South Carolina on Tuesday asked a federal appeals court to put a case challenging the state's ban on gay marriage on hold pending review of a similar case by the Supreme Court.

Gay and lesbian couples began marrying in South Carolina last month after a federal judge declared the state's ban unconstitutional. The Fourth Circuit Court of Appeals and the Supreme Court denied state requests to put the ruling on hold as an appeal is pursued.

South Carolina Attorney General Alan Wilson on Tuesday asked the Fourth Circuit to put the case on hold until the Supreme Court decides whether to review a similar challenge to Michigan's ban.

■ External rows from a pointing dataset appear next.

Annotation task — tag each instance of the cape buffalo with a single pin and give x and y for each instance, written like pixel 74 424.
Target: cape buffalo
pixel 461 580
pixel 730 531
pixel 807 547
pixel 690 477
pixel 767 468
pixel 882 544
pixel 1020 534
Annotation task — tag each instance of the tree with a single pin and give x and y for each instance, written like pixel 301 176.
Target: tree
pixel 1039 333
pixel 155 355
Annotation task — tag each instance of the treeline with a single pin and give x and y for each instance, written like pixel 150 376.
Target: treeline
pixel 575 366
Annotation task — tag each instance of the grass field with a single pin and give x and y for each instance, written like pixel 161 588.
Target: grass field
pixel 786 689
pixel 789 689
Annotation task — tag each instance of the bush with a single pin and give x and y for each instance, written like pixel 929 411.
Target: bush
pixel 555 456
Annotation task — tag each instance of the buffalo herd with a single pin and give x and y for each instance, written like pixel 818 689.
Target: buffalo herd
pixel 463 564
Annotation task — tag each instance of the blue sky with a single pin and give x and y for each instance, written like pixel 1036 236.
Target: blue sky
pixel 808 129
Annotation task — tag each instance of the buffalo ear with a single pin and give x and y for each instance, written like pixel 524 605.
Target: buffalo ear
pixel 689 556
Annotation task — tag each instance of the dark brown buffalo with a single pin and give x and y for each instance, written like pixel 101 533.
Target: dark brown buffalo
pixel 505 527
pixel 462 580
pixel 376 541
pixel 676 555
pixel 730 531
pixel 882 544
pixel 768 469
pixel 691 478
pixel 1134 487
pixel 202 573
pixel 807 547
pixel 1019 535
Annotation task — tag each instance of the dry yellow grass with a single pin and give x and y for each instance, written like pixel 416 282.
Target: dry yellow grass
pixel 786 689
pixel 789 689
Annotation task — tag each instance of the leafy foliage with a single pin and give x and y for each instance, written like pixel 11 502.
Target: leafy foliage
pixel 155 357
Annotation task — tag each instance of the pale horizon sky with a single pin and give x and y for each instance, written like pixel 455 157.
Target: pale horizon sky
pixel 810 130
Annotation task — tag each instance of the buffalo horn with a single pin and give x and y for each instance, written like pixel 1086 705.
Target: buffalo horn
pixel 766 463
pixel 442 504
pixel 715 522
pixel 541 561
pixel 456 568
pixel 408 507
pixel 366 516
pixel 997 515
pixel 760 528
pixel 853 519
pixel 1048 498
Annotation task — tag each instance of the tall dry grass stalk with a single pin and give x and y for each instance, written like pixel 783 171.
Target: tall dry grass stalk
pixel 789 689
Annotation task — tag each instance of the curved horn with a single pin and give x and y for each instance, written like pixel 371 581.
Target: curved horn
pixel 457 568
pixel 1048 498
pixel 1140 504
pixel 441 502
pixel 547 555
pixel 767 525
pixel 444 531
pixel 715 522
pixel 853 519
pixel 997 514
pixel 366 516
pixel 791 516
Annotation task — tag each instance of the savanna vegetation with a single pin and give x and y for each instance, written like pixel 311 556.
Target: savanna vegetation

The Cincinnati, Ohio-based Sixth Court of Appeals upheld Michigan's ban, along with similar bans from Ohio, Kentucky and Tennessee.

Michigan's case is the only one out of the four which received a full trial, making it the frontrunner for Supreme Court review. Plaintiffs in a case challenging Louisiana's ban have also asked the justices for review.

“If the Supreme court grants the DeBoer petitions, that Court may reach a decision applicable nationally regarding the constitutionality of same-sex marriage bans,” Wilson wrote in his filing. “[T]he Attorney General respectfully requests that this Court stay or continue the appeal in this case, including briefing, until such time as the Supreme court makes a final decision regarding the DeBoer petitions and any petition in the instant case.”

If the court decides to proceed with the case, Wilson asked for a full court review, skipping the customary 3-judge panel.